Try using a pressure cooker.
Also don't add the salt till you put it on the plate to eat.
Seems salt can make meat dry and tough if you put it on during the cooking phase


----------



## Baymule (May 30, 2014)

What about making sausage?


----------



## alsea1 (May 30, 2014)

sausage would be fine


----------



## bonbean01 (May 30, 2014)

A slow cooker with veggies and a little water makes any meat tender...I often put it on low in the evening and by lunch time...very tender...by supper time...super tender.  Don't put veggies in until morning though...potatoes and carrots and onions will be mush if done overnight and you want it all ready by noon.


----------



## hardcore (May 31, 2014)

gunna call yall when he is ready! thanks for the tips friends


----------



## goatboy1973 (Jun 20, 2014)

You could cook it in a smoker low n slow (225 degrees for 14 hrs). Marinate the meat in a 50/ 50 mixture of regular Coca-Cola and apple cider vinegar with a tablespoon of paprika, fresh ground peppercorn, garlic powder, 2 beef bullion cubes for 24 hrs. before cooking.
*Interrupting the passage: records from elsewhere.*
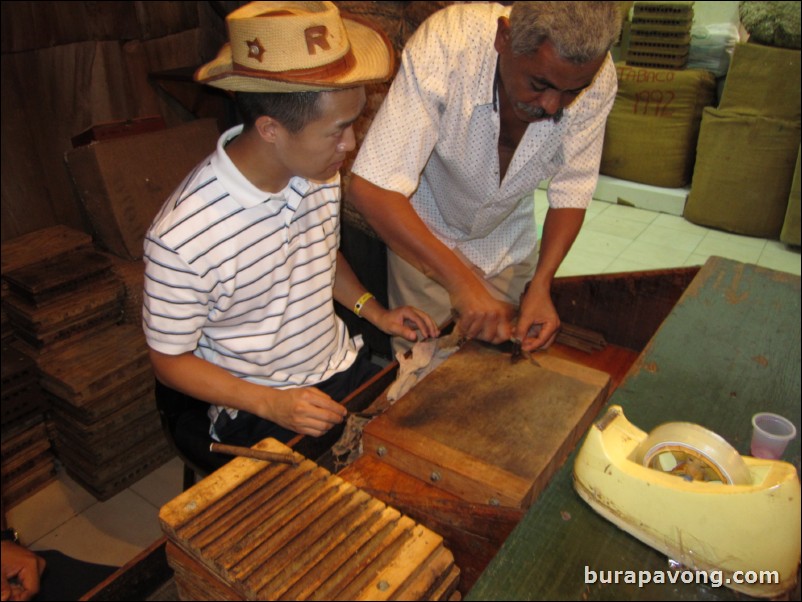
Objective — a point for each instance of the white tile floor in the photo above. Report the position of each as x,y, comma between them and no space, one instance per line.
615,238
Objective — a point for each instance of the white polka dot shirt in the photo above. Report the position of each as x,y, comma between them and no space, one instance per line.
435,140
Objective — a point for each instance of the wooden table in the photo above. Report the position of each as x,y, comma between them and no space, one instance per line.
729,348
Take the marinated meat and put it in an aluminum disposable turkey pan and make up a new batch of the marinade solution and add it to the turkey pan with the meat. Cook uncovered in the smoker undisturbed for the first 10 hrs. keeping the temp at a steady 225 degrees. The last 4 hrs, add mini carrots, quartered potatoes, celery, and sliced or chopped onions to the turkey pan and cover the top of the turkey pan with aluminum foil and baste the meat every 30 mins. After a total cooking time of 14 hrs. Use a meat thermometer and insert in the thickest part of the meat staying away from any bone. The internal temp should be at least 160 degrees. The meat will literally fall off the bone. Note: the marination of the meat for 24 hrs with the acidity of the Coca-Cola and apple cider vinegar and the low n slow cooking for 14 hrs. all help break down the muscle fibers in the meat and make even the toughest cut of meat fall off the bone tender.


----------



## bonbean01 (Jun 20, 2014)

All this talk...is making me drool for when we put two wether lambs in our freezer this fall...have been out for a long time.


----------



## Baymule (Jun 20, 2014)

[/QUOTE]
I don't even have a sheep, but this makes me want to buy one!


----------